The United States refused to restore the giant Aresibo radio telescope despite the requests of scientists

The United States refused to restore the giant Aresibo radio telescope despite the requests of scien

The Aresibo radio telescope located in Puerto Rico, which collapsed in 2020, will not be restored; instead, an educational centre will be opened in its place.

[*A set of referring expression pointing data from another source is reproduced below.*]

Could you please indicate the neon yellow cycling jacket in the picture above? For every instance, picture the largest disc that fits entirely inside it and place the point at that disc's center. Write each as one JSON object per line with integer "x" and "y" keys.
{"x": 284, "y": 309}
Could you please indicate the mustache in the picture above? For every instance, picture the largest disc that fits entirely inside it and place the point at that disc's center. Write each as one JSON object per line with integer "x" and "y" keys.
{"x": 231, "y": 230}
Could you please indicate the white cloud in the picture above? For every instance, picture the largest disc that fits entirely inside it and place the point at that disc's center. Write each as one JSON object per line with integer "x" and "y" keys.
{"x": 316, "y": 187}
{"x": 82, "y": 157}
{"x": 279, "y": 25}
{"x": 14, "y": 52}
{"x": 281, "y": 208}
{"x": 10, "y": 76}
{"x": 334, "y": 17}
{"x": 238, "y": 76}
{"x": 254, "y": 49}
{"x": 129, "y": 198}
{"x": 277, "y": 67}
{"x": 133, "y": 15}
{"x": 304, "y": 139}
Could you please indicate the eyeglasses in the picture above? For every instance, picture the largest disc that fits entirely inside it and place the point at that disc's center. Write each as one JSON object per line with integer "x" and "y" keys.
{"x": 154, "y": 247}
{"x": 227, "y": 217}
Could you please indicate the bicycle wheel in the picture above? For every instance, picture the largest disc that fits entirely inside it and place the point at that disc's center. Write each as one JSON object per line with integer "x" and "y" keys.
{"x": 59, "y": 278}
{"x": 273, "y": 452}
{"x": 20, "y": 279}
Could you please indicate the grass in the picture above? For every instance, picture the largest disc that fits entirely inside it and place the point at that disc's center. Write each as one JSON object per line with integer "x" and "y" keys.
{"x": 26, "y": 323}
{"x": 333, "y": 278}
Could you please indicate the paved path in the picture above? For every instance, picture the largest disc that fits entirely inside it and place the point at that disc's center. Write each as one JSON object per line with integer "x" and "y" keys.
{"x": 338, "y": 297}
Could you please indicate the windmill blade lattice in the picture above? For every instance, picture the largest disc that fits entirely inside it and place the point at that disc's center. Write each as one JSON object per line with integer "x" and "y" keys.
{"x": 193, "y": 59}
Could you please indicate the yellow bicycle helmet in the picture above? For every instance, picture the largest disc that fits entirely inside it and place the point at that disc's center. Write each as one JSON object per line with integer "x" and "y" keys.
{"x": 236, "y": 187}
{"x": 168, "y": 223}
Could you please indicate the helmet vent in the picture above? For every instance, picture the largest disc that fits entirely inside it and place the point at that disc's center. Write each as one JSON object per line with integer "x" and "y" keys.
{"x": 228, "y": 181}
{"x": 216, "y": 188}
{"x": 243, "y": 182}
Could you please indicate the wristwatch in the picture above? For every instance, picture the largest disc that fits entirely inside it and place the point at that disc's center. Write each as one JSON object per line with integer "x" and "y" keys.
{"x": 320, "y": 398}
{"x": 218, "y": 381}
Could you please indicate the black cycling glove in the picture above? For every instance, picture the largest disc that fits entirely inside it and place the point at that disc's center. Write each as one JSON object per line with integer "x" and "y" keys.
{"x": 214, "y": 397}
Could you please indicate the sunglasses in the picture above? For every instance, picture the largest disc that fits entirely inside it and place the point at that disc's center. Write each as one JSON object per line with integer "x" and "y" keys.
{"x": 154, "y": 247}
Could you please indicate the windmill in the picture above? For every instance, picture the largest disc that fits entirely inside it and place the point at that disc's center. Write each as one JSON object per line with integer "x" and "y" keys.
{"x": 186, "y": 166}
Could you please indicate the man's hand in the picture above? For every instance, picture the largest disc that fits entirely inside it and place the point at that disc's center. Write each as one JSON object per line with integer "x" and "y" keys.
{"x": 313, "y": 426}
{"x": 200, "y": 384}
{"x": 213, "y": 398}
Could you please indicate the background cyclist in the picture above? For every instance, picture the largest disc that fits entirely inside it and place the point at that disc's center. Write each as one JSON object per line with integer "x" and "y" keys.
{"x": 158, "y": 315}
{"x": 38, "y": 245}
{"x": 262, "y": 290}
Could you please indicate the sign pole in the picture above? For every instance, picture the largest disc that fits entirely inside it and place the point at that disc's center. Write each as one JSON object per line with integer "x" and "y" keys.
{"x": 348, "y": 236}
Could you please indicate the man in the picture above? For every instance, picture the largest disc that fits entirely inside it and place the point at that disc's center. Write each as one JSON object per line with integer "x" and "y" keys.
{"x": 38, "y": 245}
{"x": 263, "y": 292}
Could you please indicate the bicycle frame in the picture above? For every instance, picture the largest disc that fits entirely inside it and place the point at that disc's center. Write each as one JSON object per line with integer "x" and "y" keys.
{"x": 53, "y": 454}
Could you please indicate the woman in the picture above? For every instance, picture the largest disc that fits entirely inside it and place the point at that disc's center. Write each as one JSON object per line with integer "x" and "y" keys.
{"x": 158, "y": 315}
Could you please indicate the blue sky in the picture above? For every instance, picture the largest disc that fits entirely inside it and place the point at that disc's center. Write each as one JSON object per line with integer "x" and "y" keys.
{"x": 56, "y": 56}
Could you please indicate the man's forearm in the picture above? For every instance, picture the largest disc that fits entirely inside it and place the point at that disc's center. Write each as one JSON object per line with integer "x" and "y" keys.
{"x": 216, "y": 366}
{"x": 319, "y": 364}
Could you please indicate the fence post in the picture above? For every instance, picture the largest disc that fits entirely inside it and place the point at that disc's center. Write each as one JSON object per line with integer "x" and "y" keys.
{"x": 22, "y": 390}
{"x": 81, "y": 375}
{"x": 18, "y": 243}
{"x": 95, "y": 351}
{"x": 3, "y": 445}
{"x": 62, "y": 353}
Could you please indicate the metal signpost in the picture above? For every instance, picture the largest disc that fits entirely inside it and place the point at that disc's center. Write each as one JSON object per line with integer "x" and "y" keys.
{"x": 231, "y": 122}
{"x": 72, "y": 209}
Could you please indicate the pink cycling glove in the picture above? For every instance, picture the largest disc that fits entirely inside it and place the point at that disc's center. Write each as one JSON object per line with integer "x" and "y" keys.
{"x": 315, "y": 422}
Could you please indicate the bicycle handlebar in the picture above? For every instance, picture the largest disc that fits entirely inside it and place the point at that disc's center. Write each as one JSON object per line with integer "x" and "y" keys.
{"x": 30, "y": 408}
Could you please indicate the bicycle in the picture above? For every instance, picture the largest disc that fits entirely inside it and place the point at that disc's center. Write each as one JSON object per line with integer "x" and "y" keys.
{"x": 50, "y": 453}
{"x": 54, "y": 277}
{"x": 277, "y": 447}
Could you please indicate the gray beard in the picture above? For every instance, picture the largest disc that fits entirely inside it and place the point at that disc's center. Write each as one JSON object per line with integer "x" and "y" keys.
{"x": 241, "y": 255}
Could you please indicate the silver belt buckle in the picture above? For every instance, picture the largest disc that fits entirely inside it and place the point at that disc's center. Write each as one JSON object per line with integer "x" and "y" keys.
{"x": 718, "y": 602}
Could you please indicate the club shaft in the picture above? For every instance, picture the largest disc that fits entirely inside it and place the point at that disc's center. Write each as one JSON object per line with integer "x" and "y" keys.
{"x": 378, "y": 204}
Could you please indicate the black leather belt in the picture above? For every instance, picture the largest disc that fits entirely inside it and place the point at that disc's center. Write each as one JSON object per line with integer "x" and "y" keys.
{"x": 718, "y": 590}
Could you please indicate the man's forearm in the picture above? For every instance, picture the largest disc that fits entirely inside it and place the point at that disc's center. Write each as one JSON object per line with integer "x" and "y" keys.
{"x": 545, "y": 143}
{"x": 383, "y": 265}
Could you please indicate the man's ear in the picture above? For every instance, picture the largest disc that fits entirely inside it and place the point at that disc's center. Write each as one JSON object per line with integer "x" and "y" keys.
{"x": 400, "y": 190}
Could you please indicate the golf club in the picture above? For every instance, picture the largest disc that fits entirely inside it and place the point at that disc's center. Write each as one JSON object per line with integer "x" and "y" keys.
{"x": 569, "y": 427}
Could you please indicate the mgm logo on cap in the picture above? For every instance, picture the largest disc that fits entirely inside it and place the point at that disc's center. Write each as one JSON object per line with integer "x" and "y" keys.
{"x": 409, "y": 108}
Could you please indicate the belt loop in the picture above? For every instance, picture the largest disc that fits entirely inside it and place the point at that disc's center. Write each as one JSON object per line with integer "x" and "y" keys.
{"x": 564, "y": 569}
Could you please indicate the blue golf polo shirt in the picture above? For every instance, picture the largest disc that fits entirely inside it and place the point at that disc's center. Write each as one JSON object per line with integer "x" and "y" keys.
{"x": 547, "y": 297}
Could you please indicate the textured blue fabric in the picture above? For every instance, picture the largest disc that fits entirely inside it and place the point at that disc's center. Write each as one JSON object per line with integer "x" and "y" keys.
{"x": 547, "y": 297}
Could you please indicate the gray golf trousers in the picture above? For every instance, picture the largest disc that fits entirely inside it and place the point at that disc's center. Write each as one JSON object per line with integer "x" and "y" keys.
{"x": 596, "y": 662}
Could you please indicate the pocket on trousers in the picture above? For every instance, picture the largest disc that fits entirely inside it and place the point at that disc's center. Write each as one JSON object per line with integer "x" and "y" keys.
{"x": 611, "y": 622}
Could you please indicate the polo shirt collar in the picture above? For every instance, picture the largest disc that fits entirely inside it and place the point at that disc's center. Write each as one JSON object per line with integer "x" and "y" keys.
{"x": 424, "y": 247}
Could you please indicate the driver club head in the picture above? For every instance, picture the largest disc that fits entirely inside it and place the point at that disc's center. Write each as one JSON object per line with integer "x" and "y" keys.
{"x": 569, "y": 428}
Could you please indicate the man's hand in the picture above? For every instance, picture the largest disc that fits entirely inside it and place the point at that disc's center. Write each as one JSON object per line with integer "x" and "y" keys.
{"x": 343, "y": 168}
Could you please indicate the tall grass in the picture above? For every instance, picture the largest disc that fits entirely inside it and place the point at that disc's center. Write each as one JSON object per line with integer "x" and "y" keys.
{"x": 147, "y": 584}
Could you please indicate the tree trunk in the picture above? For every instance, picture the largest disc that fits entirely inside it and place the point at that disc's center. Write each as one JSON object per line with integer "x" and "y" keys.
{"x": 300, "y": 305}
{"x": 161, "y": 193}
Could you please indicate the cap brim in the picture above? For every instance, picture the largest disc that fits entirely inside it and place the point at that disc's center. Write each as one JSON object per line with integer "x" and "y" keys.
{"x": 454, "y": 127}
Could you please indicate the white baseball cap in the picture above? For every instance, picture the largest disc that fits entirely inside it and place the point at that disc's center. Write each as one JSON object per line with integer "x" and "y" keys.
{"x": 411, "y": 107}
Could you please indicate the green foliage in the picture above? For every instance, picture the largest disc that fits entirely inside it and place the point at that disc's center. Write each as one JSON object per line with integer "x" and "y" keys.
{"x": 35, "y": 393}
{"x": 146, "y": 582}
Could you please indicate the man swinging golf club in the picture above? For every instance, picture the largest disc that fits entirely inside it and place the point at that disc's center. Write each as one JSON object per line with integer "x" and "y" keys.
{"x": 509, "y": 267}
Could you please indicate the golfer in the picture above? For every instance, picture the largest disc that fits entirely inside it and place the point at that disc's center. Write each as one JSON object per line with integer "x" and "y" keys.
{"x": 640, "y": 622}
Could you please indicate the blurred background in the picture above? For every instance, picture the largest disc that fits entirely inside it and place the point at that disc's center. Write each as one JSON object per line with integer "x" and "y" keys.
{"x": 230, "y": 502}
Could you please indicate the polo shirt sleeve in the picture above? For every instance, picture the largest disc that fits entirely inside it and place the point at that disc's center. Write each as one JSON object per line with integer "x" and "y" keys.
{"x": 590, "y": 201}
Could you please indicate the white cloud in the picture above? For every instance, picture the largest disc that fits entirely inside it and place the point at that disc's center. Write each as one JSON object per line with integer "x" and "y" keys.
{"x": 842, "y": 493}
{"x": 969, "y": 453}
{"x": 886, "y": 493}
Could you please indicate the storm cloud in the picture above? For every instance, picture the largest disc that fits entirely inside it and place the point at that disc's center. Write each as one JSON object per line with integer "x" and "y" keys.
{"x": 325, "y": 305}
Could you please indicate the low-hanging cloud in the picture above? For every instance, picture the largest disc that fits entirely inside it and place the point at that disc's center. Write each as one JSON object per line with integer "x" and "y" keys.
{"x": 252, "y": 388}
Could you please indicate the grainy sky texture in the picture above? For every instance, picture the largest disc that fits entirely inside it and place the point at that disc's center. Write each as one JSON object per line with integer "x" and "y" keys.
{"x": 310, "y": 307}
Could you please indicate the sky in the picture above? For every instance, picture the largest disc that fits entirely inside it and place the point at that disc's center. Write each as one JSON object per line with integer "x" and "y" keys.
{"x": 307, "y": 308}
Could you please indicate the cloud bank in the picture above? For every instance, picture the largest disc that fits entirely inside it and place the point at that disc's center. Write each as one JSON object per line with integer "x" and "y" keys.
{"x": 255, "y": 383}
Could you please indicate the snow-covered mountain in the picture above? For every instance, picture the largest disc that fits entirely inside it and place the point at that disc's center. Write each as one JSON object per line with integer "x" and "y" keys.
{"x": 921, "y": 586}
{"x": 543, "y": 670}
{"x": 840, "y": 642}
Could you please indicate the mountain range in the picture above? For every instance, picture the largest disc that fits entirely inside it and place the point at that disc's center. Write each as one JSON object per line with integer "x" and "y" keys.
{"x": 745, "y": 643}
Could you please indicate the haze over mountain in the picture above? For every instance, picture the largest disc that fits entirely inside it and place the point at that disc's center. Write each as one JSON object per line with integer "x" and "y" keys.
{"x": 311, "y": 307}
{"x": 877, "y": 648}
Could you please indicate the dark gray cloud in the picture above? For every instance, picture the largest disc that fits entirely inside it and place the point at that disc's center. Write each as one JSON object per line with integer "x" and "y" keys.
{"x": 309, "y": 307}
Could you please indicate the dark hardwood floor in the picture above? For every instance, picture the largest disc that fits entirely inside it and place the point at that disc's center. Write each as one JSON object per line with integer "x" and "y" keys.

The Aresibo massive radio telescope has played a key role for several decades in three fields of science: atmospheric research, radio astronomy and planetary radar; the scientific equipment of the 1963 telescope was placed on a suspension platform located above 305 metres of reflecting bowls at an altitude of about 130 metres; in December 2020, the multiton platform collapsed into the bowl, puncturing a large hole, causing a failure of the telescope.

Now, the U.S. National Science Foundation, owned by Aresibo, has announced that, despite the requests of the scientific community, there will be no new telescope at this location; the organization plans to open an educational centre here, but there is no long-term funding for the instruments that continue to operate at the observatory now.

," reported Abel Méndez, an astronomer from the University of Puerto Rico in Arecibo, who used a radio telescope in his research.

Instead of rebuilding the NSF telescope, it was planning to use the observatory ' s legacy to create a key educational institution in Puerto Rico, turning it into a centre for education in science, technology, engineering and mathematics.

" says the NSF statement.

As part of the announced NSF competition, $5 million is planned for five years, and the NSF will provide a five-year maintenance contract of at least $1 million per year to the observatory, which, in the opinion of Abel Méndez, will be sufficient to maintain the operation of the centre, but not to carry out research activities.